Mit acht US-Fahnen im Rücken
Als Schauplatz für seine knapp halbstündige Rede hat Barack Obama die Verteidigungsakademie Fort McNair im Süden von Washington gewählt, wo sich auch die School of War befindet. Er spricht mit acht US-Fahnen im Rücken und vor einem Publikum aus Militärs und PolitikerInnen. Seine Rede wird live in die Nachrichtensendungen des Fernsehens eingeblendet.
Während der ersten Kriegstage tourte der US-Präsident durch mehrere lateinamerikanische Länder. Auf Pressenkonferenzen in Brasilien, Chile und El Salvador befasste er sich nebenbei auch mit den Bomben in Nordafrika. Unterdessen wuchs in den USA die Kritik. Vor der Verhängung der Flugverbotszone hatten hochrangige US-Militärs und Verteidigungsminister Robert Gates zur Zurückhaltung gemahnt und bezweifelt, dass es vernünftig wäre, wenn sich die USA an einem dritten Krieg in der Region beteiligen.

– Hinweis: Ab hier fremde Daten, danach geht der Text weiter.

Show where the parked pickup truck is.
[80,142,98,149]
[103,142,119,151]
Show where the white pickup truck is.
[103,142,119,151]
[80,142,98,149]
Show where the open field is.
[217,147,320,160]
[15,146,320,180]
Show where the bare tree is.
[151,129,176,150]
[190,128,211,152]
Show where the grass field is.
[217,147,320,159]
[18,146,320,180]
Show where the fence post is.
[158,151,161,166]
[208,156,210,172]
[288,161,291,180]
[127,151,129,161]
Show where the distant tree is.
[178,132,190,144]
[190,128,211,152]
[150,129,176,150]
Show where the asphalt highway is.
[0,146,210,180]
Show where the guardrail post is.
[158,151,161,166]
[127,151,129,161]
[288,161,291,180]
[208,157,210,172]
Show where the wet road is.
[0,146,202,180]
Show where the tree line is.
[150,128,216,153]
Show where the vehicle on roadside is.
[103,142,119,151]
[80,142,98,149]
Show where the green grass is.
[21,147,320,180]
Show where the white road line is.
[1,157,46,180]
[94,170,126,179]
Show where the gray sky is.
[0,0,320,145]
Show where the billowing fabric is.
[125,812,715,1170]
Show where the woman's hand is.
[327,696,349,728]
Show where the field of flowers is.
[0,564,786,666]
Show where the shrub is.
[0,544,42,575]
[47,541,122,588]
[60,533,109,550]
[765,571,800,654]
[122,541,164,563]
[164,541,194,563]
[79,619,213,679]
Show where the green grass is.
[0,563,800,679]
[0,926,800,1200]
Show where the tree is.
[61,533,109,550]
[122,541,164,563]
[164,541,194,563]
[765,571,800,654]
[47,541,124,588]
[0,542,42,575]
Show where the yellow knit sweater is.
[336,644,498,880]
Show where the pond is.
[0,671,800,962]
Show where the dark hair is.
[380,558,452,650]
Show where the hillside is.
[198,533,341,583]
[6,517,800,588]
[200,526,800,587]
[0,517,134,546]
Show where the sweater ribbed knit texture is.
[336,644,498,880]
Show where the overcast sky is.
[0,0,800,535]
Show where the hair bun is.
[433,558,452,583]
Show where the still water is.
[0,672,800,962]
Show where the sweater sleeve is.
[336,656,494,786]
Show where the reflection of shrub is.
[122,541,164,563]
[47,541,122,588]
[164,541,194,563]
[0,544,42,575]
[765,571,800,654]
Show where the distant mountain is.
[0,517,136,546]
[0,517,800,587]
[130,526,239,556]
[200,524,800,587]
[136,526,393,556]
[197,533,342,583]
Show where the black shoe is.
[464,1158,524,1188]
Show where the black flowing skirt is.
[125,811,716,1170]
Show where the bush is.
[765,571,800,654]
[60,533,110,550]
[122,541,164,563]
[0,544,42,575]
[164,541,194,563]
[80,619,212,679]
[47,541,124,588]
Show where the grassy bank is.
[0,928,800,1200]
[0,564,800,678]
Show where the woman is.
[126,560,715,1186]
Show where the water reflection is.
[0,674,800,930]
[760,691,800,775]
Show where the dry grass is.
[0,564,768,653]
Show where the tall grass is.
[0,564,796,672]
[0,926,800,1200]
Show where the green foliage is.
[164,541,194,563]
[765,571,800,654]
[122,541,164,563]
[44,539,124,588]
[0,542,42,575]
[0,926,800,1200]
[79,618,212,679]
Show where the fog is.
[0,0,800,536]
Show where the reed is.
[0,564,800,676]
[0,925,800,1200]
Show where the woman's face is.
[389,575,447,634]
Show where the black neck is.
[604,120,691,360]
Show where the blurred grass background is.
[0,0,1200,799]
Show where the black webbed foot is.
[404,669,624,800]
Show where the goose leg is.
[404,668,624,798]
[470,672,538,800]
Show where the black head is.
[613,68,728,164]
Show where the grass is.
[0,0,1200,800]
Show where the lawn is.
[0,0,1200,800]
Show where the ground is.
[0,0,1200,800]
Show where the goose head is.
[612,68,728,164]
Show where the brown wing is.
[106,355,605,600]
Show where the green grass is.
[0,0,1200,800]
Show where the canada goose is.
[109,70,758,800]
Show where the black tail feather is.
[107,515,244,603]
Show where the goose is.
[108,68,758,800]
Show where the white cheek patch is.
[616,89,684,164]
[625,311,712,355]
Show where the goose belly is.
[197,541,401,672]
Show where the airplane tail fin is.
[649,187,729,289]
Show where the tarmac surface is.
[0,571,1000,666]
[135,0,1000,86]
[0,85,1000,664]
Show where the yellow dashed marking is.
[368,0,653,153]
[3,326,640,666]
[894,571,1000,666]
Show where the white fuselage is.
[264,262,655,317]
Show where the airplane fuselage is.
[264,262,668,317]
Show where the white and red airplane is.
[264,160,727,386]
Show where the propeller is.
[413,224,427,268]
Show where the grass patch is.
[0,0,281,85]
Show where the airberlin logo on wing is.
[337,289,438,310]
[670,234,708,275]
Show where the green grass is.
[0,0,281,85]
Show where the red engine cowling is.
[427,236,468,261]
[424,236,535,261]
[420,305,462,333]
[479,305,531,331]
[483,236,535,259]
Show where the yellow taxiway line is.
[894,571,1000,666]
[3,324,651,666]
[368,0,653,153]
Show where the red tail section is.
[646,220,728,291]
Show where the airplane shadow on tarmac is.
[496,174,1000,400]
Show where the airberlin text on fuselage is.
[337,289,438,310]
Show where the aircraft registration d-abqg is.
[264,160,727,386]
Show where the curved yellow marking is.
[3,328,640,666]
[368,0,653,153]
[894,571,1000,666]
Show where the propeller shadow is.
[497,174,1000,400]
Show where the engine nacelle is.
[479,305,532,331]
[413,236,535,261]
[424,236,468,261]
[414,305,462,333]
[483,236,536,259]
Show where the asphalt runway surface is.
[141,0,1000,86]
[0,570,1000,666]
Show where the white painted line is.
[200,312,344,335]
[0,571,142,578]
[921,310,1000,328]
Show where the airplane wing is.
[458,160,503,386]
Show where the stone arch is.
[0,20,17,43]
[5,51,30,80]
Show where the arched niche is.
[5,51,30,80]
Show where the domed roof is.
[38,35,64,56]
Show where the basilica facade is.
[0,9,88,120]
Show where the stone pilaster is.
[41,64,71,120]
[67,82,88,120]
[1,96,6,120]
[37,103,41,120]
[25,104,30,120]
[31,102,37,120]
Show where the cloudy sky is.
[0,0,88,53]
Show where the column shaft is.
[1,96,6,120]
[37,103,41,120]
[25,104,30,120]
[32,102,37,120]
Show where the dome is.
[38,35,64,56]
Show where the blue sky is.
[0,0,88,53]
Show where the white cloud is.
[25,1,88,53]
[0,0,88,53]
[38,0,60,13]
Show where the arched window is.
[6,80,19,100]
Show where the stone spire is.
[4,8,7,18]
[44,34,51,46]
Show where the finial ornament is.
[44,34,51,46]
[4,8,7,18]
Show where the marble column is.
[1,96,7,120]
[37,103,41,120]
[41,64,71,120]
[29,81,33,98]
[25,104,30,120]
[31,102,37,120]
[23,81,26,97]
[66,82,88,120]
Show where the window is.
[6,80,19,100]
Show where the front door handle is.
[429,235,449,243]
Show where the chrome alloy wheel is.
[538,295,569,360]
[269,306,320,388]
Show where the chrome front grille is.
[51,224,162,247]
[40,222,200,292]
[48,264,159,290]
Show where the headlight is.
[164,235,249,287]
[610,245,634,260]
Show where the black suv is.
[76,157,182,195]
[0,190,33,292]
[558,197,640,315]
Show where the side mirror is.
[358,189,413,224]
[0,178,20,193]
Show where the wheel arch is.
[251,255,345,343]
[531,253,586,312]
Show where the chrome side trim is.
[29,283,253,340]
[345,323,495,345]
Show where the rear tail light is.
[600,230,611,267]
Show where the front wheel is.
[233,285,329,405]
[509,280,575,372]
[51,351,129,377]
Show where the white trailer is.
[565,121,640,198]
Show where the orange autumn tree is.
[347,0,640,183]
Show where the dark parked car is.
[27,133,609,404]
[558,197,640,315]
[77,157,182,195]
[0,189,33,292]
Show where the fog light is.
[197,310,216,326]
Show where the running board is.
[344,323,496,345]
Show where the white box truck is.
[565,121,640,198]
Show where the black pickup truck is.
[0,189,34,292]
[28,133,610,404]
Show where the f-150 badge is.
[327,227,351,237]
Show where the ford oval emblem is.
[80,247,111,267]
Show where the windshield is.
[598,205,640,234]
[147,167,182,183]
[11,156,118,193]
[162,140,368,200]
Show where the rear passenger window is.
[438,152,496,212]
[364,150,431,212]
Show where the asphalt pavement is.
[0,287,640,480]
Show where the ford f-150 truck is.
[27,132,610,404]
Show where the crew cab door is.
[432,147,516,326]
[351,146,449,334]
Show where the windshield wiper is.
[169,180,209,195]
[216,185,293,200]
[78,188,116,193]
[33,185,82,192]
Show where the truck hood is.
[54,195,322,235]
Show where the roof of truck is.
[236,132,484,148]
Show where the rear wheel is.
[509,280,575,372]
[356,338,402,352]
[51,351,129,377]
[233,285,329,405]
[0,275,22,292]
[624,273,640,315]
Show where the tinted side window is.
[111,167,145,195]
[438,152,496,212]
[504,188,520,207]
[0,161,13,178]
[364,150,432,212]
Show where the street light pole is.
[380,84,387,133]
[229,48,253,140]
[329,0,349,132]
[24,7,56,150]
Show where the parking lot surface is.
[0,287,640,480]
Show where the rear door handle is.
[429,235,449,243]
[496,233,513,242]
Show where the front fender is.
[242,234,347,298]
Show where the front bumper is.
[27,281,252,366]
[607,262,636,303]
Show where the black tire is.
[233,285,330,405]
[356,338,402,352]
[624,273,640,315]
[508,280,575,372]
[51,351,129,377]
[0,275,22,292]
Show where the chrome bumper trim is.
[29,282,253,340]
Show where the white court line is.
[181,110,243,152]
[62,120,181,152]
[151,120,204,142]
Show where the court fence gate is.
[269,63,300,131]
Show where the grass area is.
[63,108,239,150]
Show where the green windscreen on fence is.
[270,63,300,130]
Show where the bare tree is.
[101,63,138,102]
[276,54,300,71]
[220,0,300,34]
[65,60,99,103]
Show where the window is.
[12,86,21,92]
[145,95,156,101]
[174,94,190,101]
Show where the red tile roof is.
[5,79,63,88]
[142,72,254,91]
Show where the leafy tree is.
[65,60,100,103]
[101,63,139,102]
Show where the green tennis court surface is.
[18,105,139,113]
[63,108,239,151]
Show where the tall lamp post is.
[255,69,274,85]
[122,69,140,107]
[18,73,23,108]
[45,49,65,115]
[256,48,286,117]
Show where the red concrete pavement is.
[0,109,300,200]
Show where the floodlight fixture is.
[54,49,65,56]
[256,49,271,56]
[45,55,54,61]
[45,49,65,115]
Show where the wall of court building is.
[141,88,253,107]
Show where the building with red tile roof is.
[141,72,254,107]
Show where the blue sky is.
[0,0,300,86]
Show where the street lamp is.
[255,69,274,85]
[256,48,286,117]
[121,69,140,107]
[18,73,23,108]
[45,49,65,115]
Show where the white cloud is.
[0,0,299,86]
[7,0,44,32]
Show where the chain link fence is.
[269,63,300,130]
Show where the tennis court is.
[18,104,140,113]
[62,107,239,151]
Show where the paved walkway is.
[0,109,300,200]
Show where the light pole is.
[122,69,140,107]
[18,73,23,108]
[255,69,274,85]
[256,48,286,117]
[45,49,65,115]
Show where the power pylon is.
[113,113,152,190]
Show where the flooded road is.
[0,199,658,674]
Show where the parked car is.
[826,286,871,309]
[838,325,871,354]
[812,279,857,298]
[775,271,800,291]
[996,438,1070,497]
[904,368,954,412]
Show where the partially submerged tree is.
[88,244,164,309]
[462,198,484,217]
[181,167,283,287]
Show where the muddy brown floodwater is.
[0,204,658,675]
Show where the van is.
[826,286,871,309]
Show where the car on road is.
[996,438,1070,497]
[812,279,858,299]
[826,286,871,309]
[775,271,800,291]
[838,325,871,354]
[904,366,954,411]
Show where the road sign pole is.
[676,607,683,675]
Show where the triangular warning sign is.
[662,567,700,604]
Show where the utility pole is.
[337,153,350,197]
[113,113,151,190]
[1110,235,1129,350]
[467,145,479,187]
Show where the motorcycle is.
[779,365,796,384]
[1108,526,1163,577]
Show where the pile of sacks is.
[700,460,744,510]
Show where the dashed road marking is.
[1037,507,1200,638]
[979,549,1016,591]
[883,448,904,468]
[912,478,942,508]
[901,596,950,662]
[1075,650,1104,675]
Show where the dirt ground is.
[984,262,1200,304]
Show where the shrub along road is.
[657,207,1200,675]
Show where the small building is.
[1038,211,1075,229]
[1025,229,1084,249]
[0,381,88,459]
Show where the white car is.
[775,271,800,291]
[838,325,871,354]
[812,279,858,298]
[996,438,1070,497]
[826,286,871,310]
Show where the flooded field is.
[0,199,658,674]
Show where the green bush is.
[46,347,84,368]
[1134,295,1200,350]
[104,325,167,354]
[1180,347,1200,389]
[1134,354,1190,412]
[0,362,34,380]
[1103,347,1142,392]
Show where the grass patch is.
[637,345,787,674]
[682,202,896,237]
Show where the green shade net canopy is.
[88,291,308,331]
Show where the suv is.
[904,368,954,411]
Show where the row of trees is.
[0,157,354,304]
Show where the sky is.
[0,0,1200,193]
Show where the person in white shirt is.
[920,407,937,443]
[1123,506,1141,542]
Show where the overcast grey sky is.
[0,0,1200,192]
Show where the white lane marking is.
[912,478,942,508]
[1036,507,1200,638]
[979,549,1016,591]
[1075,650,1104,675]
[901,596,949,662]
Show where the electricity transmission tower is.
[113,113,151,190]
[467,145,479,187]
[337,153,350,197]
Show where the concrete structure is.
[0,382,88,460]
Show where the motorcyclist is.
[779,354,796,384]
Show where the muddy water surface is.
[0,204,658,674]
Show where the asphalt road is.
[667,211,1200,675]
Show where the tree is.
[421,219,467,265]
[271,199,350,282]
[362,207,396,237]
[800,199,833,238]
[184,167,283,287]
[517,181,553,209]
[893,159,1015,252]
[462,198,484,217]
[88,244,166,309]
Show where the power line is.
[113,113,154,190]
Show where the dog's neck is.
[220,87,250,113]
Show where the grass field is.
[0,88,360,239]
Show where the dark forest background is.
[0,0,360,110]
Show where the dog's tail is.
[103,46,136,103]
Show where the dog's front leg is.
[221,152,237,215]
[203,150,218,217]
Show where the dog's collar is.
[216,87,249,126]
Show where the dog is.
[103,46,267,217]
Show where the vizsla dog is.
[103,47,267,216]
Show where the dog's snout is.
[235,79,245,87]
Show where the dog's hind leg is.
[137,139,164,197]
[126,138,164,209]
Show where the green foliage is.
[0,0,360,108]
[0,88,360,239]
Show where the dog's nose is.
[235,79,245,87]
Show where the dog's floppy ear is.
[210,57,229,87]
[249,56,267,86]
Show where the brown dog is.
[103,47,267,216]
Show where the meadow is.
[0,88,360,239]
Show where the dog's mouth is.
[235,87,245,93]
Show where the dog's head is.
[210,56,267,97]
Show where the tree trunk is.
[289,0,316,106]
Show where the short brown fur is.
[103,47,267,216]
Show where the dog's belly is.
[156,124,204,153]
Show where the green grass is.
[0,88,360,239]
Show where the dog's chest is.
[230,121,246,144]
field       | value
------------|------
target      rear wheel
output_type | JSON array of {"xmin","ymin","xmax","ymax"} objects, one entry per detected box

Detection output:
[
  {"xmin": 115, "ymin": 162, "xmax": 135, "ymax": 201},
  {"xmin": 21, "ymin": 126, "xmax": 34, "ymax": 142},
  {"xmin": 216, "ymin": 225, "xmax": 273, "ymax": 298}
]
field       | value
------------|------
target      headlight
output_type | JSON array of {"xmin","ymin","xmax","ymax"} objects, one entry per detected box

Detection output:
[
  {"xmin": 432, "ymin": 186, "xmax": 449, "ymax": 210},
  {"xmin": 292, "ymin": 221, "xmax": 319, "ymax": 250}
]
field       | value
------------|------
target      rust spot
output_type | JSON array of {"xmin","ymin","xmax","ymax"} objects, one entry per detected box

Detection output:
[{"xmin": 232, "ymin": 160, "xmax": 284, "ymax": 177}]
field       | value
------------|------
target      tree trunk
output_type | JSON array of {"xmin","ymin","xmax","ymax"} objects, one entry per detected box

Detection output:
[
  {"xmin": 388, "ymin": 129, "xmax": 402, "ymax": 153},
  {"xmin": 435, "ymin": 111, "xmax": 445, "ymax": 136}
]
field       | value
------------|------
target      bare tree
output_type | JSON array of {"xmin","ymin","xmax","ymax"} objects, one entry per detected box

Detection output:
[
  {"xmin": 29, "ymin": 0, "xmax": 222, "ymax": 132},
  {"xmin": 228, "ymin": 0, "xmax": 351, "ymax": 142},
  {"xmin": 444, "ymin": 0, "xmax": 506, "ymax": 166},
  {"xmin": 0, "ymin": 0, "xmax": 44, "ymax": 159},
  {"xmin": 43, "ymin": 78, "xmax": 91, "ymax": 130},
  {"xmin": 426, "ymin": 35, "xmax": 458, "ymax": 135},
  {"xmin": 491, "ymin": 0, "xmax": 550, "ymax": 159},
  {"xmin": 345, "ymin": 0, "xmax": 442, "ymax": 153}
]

Nachdem die Operation begonnen hat, fragen PolitikerInnen – darunter prominente DemokratInnen - nach dem "nationalen Interesse" der USA in Libyen, nach dem ultimativen Ziel, das mit den Bomben erreicht werden solle, und danach, ob und welche Ausstiegspläne es gäbe. Kongressabgeordnete beider Parteien klagen auch darüber, dass ihr Präsident zwar Zeit gefunden habe, eine internationale Allianz zu schmieden, nicht aber, den Kongress zu konsultieren.
Am Montagabend versucht Obama, seine KritikerInnen mit dem Entwurf einer neuen Doktrin zu befrieden. "Es stimmt, dass es viele brutale Regime gibt", sagt er, "und Amerika kann auch künftig nicht überall militärisch eingreifen. Aber hier standen unsere Interessen und unsere Werte auf dem Spiel". Und er legt Wert darauf, zu definieren, was "echter leadership" ist: Wenn "Amerika nicht allein geht, sondern sich die Lasten mit anderen teilt". Das ist auch eine der "Regeln" für die "Obama Doktrin", die zahlreiche BeobachterInnen noch am selben Abend aus der Rede herausdestillieren: Die USA von Obama werden auch in Zukunft keine militärischen Alleingänge machen, sondern multilateral vorgehen, und ihre Ziele sind nicht Regimewechsel sondern die Verhinderung von Massakern.
Sturz Gaddafis nicht Aufgabe der USA
In einem Versuch, sich von seinem – nicht namentlich erwähnten - Amtsvorgänger abzugrenzen, sagt Obama: "Der Regime-Wechsel im Irak hat acht Jahre gedauert. Er hat tausende von amerikanischen und irakischen Leben gekostet und beinahe eine Billion Dollar. Wir können es uns nicht leisten, das in Libyen zu wiederholen."
In den vergangenen Wochen hat Obama Gaddafi wiederholt zum "Gehen" aufgefordert. Doch in seiner Ansprache sagt der US-Präsident ausdrücklich, dass ein Sturz Gaddafis nicht Aufgabe der USA sei: "Wenn wir versuchten, ihn zu stürzen, würde das die Koalition spalten." Auch eine Aussicht auf ein Ende des Libyen-Kriegs eröffnet der US-Präsident, der noch vergangene Woche gesagt hatte, es sei "eher eine Frage von Tagen als von Wochen", nicht. Im Gegenteil: Er vermutet, dass der Einsatz in Libyen dauern und kompliziert werden kann. Kaum ist Obama fertig, melden sich seine Kritiker zu Wort.
RepublikanerInnen, die in den vergangenen Wochen ein schnelleres militärisches Eingreifen in Libyen verlangt hatten, kritisieren jetzt, dass Obama keine Ausstiegsstrategie hat. Verlangen, dass die USA den Diktator aus dem Weg räumen. Und beklagen, dass die USA angeblich Frankreich und Großbritannien den Vortritt gelassen hätten. Der linke demokratische Kongressabgeordnete Dennis Kucinich hingegen fühlt sich an George W. Bush erinnert, der ebenfalls einen Krieg mit einer Gefahren-Drohung begründet hat. "2003 waren es die Massenvernichtungswaffen, heute ist es ein bevorstehendes Massaker", sagt Kucinich. "Und jetzt sind wir bereits jenseits der Flugverbotszone: Wir befinden uns in einem Bürgkerkrieg, in dem unser Militär Bedingungen schafft."